Auer: Das hätte alles sehr gut gepasst. Im Endeffekt ist es dann an meinem alten Kreuzbandriss gescheitert: Obwohl ich davon seit Jahren nichts gemerkt hatte, war den Spaniern das Risiko zu groß.

SPOX: Kam Ihnen angesichts des geplatzten Wechsels dann ihr Studium in Fitnessökonomie und Gesundheitsmanagement zugute?

Auer: 2004 habe ich mein erstes von drei Fitnessstudios eröffnet. Da war mir klar, dass das ohne entsprechende Vorbereitung nicht gehen würde. Für mich war vor allem die Abwechslung zum Fußball sinnvoll, mal etwas ganz anderes und etwas für den Kopf zu machen. So konnte man sich auch etwas vom "typischen" Fußballer abheben. Ich habe auch viele Spieler gesehen, die kurz vor dem Karriereende keinen Plan hatten, was sie danach machen. Mir war schon klar, dass das Leben nach der Karriere weitergeht. Ich kann und will mein Leben nicht nur auf der Couch verbringen.

SPOX: Verfolgen Sie denn den Profifußball überhaupt noch, da gibt es ja auch immer wieder die Diskussion um klassische Mittelstürmer oder falsche Neuner?

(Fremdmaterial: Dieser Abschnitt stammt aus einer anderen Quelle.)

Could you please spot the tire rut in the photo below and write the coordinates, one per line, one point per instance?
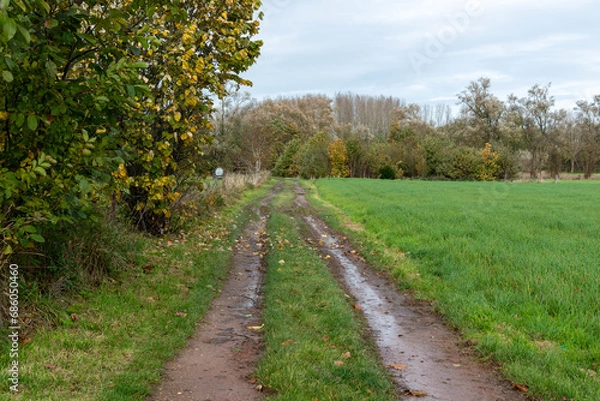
(219, 360)
(421, 353)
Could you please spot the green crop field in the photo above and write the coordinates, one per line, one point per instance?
(514, 266)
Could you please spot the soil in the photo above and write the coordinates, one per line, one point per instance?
(425, 358)
(218, 363)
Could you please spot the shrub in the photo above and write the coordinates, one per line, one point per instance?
(387, 173)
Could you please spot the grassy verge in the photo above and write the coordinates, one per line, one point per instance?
(514, 266)
(112, 344)
(314, 348)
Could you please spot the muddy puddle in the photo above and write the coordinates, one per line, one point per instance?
(421, 353)
(218, 363)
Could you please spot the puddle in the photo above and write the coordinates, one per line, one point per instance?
(219, 360)
(428, 362)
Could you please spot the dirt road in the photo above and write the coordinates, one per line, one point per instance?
(423, 355)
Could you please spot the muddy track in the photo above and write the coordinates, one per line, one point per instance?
(423, 356)
(218, 363)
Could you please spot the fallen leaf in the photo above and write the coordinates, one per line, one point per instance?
(417, 393)
(521, 387)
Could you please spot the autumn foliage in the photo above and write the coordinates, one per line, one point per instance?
(104, 101)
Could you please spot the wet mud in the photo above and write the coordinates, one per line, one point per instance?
(423, 355)
(218, 363)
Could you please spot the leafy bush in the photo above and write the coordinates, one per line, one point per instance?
(387, 173)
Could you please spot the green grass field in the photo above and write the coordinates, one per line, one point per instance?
(515, 266)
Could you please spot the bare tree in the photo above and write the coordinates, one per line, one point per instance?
(483, 113)
(534, 118)
(588, 118)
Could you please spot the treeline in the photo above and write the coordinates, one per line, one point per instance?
(384, 137)
(107, 106)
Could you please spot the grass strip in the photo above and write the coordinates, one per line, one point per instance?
(116, 340)
(314, 347)
(513, 265)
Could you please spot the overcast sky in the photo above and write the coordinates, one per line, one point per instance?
(428, 50)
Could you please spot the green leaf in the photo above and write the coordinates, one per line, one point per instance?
(37, 238)
(32, 122)
(29, 229)
(20, 120)
(20, 4)
(9, 29)
(139, 64)
(44, 5)
(40, 171)
(7, 75)
(130, 90)
(24, 33)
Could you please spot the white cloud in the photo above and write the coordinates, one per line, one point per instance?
(326, 46)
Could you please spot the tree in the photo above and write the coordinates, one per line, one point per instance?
(535, 120)
(68, 81)
(338, 158)
(109, 97)
(483, 113)
(314, 162)
(588, 117)
(194, 49)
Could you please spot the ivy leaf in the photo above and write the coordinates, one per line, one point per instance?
(32, 122)
(7, 75)
(24, 33)
(10, 28)
(37, 238)
(8, 250)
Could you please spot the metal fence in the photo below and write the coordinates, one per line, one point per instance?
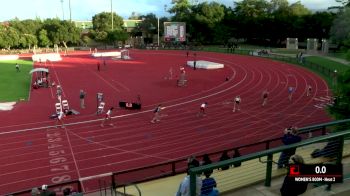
(170, 168)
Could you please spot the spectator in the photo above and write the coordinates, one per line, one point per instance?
(108, 118)
(235, 155)
(206, 161)
(290, 137)
(67, 192)
(209, 186)
(46, 192)
(224, 157)
(265, 95)
(201, 112)
(17, 67)
(35, 191)
(184, 188)
(59, 120)
(192, 162)
(290, 187)
(157, 114)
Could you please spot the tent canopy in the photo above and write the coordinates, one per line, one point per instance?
(39, 70)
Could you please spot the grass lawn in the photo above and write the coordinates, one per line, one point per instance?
(341, 55)
(333, 65)
(14, 85)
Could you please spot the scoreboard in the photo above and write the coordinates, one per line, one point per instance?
(174, 31)
(316, 173)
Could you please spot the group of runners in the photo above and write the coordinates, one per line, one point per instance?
(157, 111)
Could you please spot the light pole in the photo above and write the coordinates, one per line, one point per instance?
(158, 33)
(112, 13)
(70, 12)
(62, 10)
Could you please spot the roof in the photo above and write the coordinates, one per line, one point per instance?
(87, 24)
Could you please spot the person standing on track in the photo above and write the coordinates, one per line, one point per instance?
(236, 103)
(82, 99)
(201, 112)
(108, 117)
(17, 67)
(265, 95)
(157, 113)
(308, 90)
(59, 119)
(290, 93)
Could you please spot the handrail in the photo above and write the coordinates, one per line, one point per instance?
(303, 130)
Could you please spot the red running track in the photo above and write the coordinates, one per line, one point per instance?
(33, 153)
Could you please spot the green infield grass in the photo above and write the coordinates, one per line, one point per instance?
(15, 86)
(332, 65)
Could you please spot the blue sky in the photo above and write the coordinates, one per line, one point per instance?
(85, 9)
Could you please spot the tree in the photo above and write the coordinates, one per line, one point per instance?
(148, 26)
(252, 8)
(44, 41)
(346, 3)
(134, 16)
(299, 9)
(206, 17)
(340, 31)
(61, 32)
(209, 14)
(117, 35)
(103, 21)
(181, 10)
(341, 107)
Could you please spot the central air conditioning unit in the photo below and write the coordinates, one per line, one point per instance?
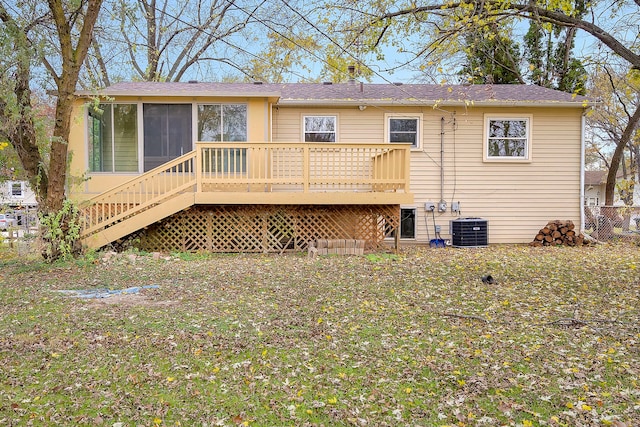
(469, 232)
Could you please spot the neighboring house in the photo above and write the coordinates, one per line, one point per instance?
(17, 195)
(17, 198)
(264, 167)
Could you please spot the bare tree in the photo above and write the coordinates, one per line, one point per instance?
(55, 36)
(165, 40)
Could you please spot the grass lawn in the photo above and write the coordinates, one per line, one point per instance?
(414, 339)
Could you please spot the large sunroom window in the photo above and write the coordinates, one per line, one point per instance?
(113, 138)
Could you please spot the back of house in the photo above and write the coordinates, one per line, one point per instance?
(264, 167)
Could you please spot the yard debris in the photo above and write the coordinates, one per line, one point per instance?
(488, 279)
(104, 293)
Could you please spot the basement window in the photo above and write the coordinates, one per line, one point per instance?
(407, 224)
(507, 138)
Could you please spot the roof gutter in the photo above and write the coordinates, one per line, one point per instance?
(167, 94)
(423, 103)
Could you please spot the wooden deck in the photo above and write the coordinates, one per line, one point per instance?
(251, 174)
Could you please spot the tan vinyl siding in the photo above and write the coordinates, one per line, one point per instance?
(516, 198)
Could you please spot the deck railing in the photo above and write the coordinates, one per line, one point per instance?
(256, 167)
(295, 167)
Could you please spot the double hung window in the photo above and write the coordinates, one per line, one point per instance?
(223, 123)
(320, 128)
(403, 129)
(507, 138)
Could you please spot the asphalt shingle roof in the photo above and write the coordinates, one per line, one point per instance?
(354, 93)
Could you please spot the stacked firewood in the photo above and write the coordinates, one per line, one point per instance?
(559, 233)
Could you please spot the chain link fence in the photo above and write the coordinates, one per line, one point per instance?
(613, 223)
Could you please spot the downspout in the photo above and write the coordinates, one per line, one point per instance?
(441, 161)
(582, 159)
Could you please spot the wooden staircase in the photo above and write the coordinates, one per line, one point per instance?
(139, 202)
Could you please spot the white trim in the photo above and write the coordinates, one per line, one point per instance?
(507, 159)
(221, 104)
(416, 116)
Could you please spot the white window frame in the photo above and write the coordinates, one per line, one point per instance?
(304, 127)
(526, 158)
(139, 136)
(16, 183)
(387, 127)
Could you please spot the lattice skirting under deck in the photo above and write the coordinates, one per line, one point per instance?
(268, 228)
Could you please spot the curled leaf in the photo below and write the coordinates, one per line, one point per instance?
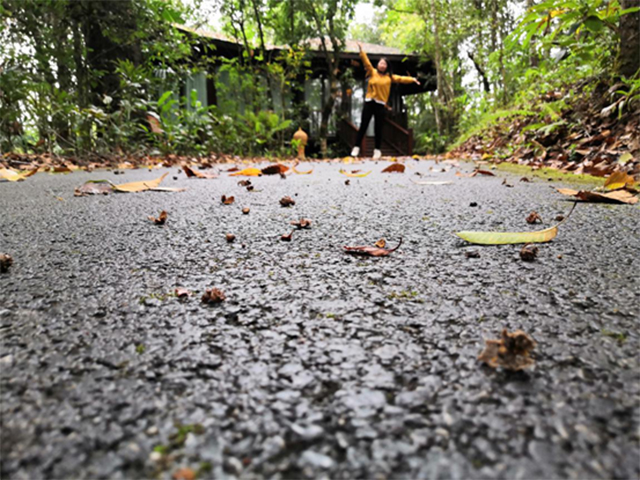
(287, 237)
(194, 173)
(371, 251)
(287, 201)
(394, 167)
(617, 196)
(533, 217)
(354, 173)
(161, 219)
(275, 169)
(5, 262)
(213, 296)
(504, 238)
(247, 172)
(143, 186)
(511, 351)
(302, 223)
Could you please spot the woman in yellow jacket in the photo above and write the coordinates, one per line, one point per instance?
(378, 90)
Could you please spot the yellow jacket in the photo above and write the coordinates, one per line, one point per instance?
(380, 84)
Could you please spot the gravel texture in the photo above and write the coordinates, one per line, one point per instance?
(318, 364)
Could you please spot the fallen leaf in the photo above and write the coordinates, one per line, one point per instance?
(354, 174)
(247, 172)
(529, 252)
(533, 217)
(194, 173)
(213, 296)
(182, 292)
(617, 196)
(287, 237)
(394, 167)
(301, 173)
(510, 352)
(13, 175)
(184, 474)
(371, 251)
(96, 187)
(275, 169)
(5, 262)
(302, 223)
(619, 180)
(430, 183)
(504, 238)
(161, 219)
(139, 186)
(287, 201)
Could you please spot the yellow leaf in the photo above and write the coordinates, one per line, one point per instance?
(12, 175)
(301, 173)
(355, 175)
(503, 238)
(247, 172)
(618, 180)
(139, 186)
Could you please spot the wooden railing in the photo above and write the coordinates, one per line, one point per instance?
(401, 139)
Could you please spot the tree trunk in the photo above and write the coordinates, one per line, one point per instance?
(629, 47)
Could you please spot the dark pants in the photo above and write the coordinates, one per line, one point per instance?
(371, 109)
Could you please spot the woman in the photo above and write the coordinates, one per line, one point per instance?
(380, 80)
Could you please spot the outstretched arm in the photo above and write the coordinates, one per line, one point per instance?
(365, 60)
(401, 79)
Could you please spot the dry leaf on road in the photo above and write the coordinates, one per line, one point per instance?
(371, 251)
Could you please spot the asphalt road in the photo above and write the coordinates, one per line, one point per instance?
(318, 364)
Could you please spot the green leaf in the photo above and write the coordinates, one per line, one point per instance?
(503, 238)
(594, 24)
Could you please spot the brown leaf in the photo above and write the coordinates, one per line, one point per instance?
(287, 201)
(275, 169)
(184, 474)
(533, 217)
(371, 251)
(287, 237)
(93, 188)
(182, 292)
(511, 352)
(161, 220)
(194, 173)
(5, 262)
(617, 196)
(302, 223)
(529, 252)
(394, 167)
(213, 296)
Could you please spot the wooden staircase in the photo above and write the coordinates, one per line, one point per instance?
(396, 141)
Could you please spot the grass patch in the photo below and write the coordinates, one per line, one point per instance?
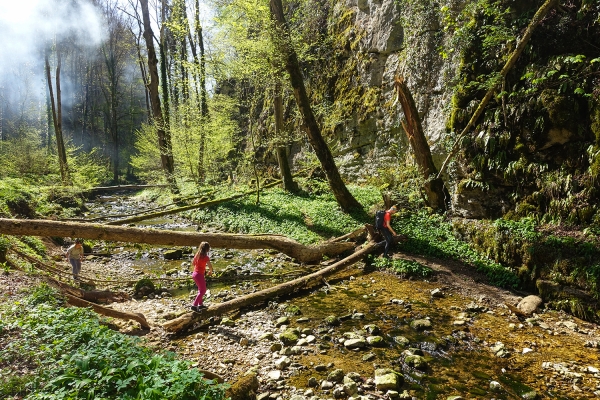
(70, 355)
(309, 218)
(431, 235)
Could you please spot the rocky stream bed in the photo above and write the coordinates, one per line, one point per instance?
(363, 334)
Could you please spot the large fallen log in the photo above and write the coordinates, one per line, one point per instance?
(287, 246)
(186, 320)
(108, 312)
(188, 207)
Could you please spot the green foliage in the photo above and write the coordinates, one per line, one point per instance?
(430, 235)
(404, 268)
(35, 244)
(75, 357)
(44, 294)
(308, 219)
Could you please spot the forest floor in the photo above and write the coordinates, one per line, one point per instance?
(552, 353)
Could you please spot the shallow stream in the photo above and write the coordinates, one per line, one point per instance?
(471, 346)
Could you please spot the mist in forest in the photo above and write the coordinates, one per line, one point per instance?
(28, 29)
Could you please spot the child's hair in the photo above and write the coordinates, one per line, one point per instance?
(203, 248)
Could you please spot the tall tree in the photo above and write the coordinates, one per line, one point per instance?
(56, 106)
(281, 147)
(342, 195)
(437, 194)
(164, 137)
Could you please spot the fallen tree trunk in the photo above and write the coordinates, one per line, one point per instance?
(282, 244)
(100, 189)
(188, 319)
(108, 312)
(187, 208)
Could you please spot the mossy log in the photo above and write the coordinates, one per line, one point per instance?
(186, 320)
(287, 246)
(108, 312)
(512, 59)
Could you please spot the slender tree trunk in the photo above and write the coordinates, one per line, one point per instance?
(344, 198)
(282, 159)
(436, 192)
(164, 137)
(203, 97)
(537, 18)
(57, 117)
(300, 252)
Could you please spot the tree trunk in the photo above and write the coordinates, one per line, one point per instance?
(344, 198)
(203, 96)
(537, 18)
(261, 296)
(280, 243)
(437, 194)
(57, 118)
(164, 136)
(282, 159)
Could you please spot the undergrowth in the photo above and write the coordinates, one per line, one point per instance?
(66, 353)
(431, 235)
(308, 218)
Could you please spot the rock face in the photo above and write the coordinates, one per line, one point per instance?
(529, 304)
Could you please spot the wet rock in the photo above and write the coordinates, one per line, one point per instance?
(326, 385)
(392, 394)
(173, 254)
(337, 375)
(474, 307)
(386, 379)
(289, 337)
(274, 375)
(401, 340)
(350, 387)
(372, 329)
(276, 347)
(283, 363)
(339, 393)
(358, 343)
(529, 304)
(332, 320)
(369, 357)
(375, 341)
(227, 322)
(416, 361)
(421, 324)
(244, 389)
(532, 395)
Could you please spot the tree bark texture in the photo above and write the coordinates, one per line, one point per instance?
(537, 18)
(287, 246)
(437, 194)
(261, 296)
(284, 166)
(344, 198)
(109, 312)
(57, 118)
(164, 138)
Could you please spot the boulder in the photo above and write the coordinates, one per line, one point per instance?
(529, 304)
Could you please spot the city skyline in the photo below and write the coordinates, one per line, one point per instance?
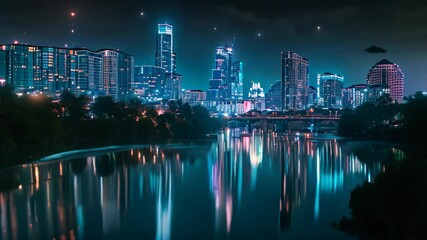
(345, 55)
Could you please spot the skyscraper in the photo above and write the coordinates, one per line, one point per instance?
(355, 95)
(149, 82)
(237, 80)
(330, 90)
(227, 76)
(173, 86)
(295, 77)
(34, 68)
(223, 62)
(89, 74)
(118, 73)
(273, 97)
(386, 74)
(165, 56)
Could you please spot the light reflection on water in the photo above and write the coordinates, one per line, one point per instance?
(262, 186)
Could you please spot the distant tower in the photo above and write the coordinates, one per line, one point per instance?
(237, 80)
(389, 77)
(295, 77)
(165, 56)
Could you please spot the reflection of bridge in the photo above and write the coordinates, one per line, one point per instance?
(301, 121)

Auer: Ich gucke ab und zu schon Spiele mit Freunden. Das war direkt nach der Karriere anders, da hab ich mich kaum mit dem Thema beschäftigt. Ich war immer schon ein Fan des klassischen Mittelstürmers, der die Bälle halten oder direkt verwerten kann. Aber davon gibt es ja nicht mehr wirklich viele, daher gehört für mich Mario Gomez ins DFB-Team. Daniel Ginczek wäre vielleicht auch eine Option geworden, aber der ist derzeit ja wieder verletzt.